When you receive a serious medical diagnosis, it can feel as though that diagnosis replaces your identity. I am no longer myself — instead, now I am cancer, or heart attack or dementia.
But even when we carry a diagnosis, we also continue to live our lives. We are more than our diseases and care plans.
People can live as long as 20 years with a diagnosis of Alzheimer’s disease disease. Family and professional caregivers, as well as community members, need tools to ensure that people with Alzheimer’s can be more than their disease. But how? Conversation can be challenging, in person and by phone. How can we stay connected and foster what has come to be called the “personhood” of someone with dementia or Alzheimer’s?
The answer is: the arts.
A symbolic and emotional communication system, the arts don’t rely on linear memory and rational language. Rather, the arts engage our intuition and imagination. Their building blocks for expression are movement, gesture, words, patterns, sounds, color, rhythm, texture and smell — to name just a few. As access to rational language falters, a person’s imagination can soar.
Memory vs. Imagination
You don’t need to be an artist to use the arts for expression. These tools are available to everyone. Over the last 20 years, I have worked to encourage care partners to communicate with people who have dementia through creativity. The shift from expecting and correcting memory to opening and connecting through imagination can be profound, especially for family members. After years of distance, the arts can help families rekindle an emotional connection.

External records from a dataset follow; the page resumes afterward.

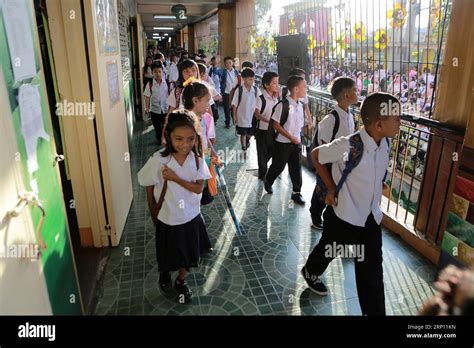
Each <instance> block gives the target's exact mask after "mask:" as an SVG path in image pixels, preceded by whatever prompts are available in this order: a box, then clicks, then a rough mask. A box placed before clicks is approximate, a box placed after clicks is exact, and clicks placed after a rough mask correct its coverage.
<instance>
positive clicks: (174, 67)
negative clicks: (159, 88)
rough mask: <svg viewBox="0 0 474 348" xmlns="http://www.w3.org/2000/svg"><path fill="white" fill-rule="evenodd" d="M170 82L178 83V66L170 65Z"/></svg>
mask: <svg viewBox="0 0 474 348" xmlns="http://www.w3.org/2000/svg"><path fill="white" fill-rule="evenodd" d="M169 76H170V81H173V82H175V81H178V79H179V71H178V66H177V65H176V64H175V63H171V65H170V73H169Z"/></svg>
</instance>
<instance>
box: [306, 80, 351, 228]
mask: <svg viewBox="0 0 474 348" xmlns="http://www.w3.org/2000/svg"><path fill="white" fill-rule="evenodd" d="M329 89H330V92H331V95H332V97H333V98H334V99H335V100H336V101H337V105H336V106H335V107H334V109H333V110H332V111H331V112H330V113H329V114H328V115H326V116H325V117H324V118H323V119H322V120H321V122H319V124H318V130H317V131H316V133H315V136H314V139H313V146H314V147H317V146H319V145H323V144H327V143H330V142H331V141H333V140H334V139H337V138H340V137H344V136H347V135H349V134H352V133H354V116H353V115H352V114H351V113H350V111H349V106H350V105H353V104H355V103H357V86H356V84H355V81H354V80H352V79H351V78H349V77H337V78H335V79H334V80H333V81H332V82H331V84H330V87H329ZM324 191H325V188H324V183H322V182H321V178H320V176H319V175H317V183H316V186H315V188H314V191H313V196H312V198H311V207H310V208H309V211H310V213H311V221H312V227H314V228H316V229H321V228H322V227H323V220H322V217H321V216H322V213H323V210H324V208H326V204H325V203H324Z"/></svg>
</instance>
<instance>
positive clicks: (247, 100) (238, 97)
mask: <svg viewBox="0 0 474 348" xmlns="http://www.w3.org/2000/svg"><path fill="white" fill-rule="evenodd" d="M260 94H262V92H260V90H259V89H258V88H257V97H255V87H254V86H252V87H250V90H248V89H247V88H246V87H245V86H244V85H242V97H241V100H240V105H239V106H238V107H237V104H238V103H239V89H236V90H235V93H234V98H233V99H232V105H233V106H235V107H237V126H239V127H242V128H250V127H252V118H253V113H254V112H255V105H256V103H257V99H258V98H259V96H260Z"/></svg>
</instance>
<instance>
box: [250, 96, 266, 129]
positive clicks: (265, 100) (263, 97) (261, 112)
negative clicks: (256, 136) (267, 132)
mask: <svg viewBox="0 0 474 348" xmlns="http://www.w3.org/2000/svg"><path fill="white" fill-rule="evenodd" d="M260 100H261V101H262V106H261V108H260V115H261V114H262V113H263V111H264V110H265V107H266V106H267V100H266V99H265V96H264V95H263V94H260ZM259 125H260V120H259V119H258V118H257V117H256V116H255V113H254V114H253V117H252V132H253V134H255V132H256V131H257V129H258V126H259Z"/></svg>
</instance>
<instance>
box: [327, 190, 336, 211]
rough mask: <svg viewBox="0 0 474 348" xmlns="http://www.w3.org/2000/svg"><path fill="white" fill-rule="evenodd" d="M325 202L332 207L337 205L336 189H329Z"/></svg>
mask: <svg viewBox="0 0 474 348" xmlns="http://www.w3.org/2000/svg"><path fill="white" fill-rule="evenodd" d="M325 202H326V204H327V205H330V206H331V207H335V206H336V205H337V198H336V190H329V191H328V193H327V194H326V199H325Z"/></svg>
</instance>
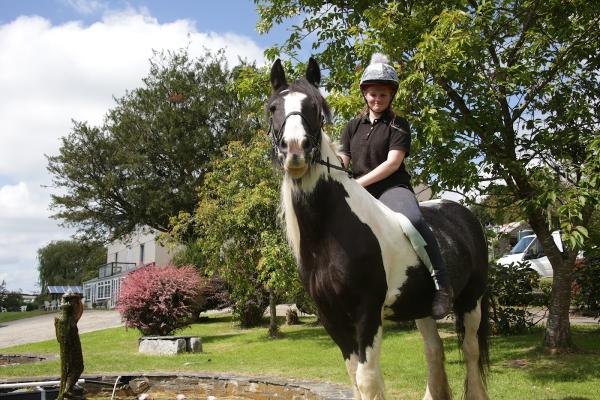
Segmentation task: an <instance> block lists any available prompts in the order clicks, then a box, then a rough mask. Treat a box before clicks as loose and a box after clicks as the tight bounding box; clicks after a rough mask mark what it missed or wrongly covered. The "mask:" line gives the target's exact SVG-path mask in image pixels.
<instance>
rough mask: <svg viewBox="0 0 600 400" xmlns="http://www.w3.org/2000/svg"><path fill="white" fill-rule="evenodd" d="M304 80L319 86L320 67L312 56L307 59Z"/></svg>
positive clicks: (314, 85) (319, 82)
mask: <svg viewBox="0 0 600 400" xmlns="http://www.w3.org/2000/svg"><path fill="white" fill-rule="evenodd" d="M306 80H307V81H309V82H310V83H312V84H313V85H314V86H316V87H319V84H320V83H321V68H319V64H317V61H316V60H315V59H314V58H312V57H311V58H310V59H309V60H308V67H306Z"/></svg>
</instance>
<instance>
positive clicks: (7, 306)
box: [0, 292, 23, 311]
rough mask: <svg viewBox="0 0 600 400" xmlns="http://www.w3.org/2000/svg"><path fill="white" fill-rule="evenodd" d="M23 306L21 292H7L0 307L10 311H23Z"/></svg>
mask: <svg viewBox="0 0 600 400" xmlns="http://www.w3.org/2000/svg"><path fill="white" fill-rule="evenodd" d="M22 305H23V294H21V293H19V292H6V294H5V295H4V296H3V297H2V298H0V307H2V308H6V309H7V310H8V311H21V306H22Z"/></svg>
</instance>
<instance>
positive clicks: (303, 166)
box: [281, 92, 308, 179]
mask: <svg viewBox="0 0 600 400" xmlns="http://www.w3.org/2000/svg"><path fill="white" fill-rule="evenodd" d="M306 98H307V96H306V95H305V94H304V93H300V92H290V93H289V94H287V95H285V96H284V97H283V99H284V110H285V115H289V114H290V113H292V112H302V102H303V101H304V99H306ZM307 142H308V133H307V132H306V128H305V126H304V124H303V121H302V117H301V116H300V115H290V116H289V117H288V118H287V120H286V122H285V130H284V132H283V137H282V141H281V144H282V146H283V147H284V148H285V152H284V154H285V158H284V159H283V168H285V171H286V172H287V173H288V175H290V176H291V177H292V178H294V179H297V178H300V177H302V176H303V175H304V174H305V173H306V171H307V169H308V162H307V160H306V153H305V150H306V143H307Z"/></svg>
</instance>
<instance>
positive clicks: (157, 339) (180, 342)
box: [138, 339, 186, 355]
mask: <svg viewBox="0 0 600 400" xmlns="http://www.w3.org/2000/svg"><path fill="white" fill-rule="evenodd" d="M185 350H186V343H185V339H142V340H140V344H139V348H138V351H139V352H140V353H146V354H161V355H172V354H179V353H184V352H185Z"/></svg>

I remember in one workshop for caregivers, I was demonstrating how they could use open-ended questions to free up the imagination of people with dementia. I suggested the caregivers ask things like: “What would you like to name the person in this picture?” (versus, “What’s his name?”). Or, “When would you like this story to take place?” (versus, “What year is it?”).
I noticed that one gentleman in the workshop got a worried look on his face, and I asked him if he was OK. “Yes, I’m just realizing that I’ve been driving my wife crazy for the last two years — insisting that she remember things,” he said.
That was Charlie Farrell. He has since gone on to create the Carolyn Farrell Foundation to help family caregivers use the arts to communicate with loved ones with Alzheimer’s and other dementias.
Techniques To Help Us Be More Than A Diagnosis
How can you learn these techniques? There are a variety of resources.
My own work with improvisation and creative storytelling has free online storytelling tools at timeslips.org.
The National Center for Creative Aging [creativeaging.org] is at work on a series of video modules that share poetry, music, movement and visual art techniques. They will be available soon.
Some long-term care communities (though not enough of them) have arts and/or music therapists or partner with local arts organizations to provide programming.
But the arts are more than a program to be added to an otherwise hectic day in the life of long-term care staff or family caregivers. They are a communication system that opens our emotions and invites us to share who we are with each other.
The arts are a way of being in relationship that can ensure that we are more than our diagnoses.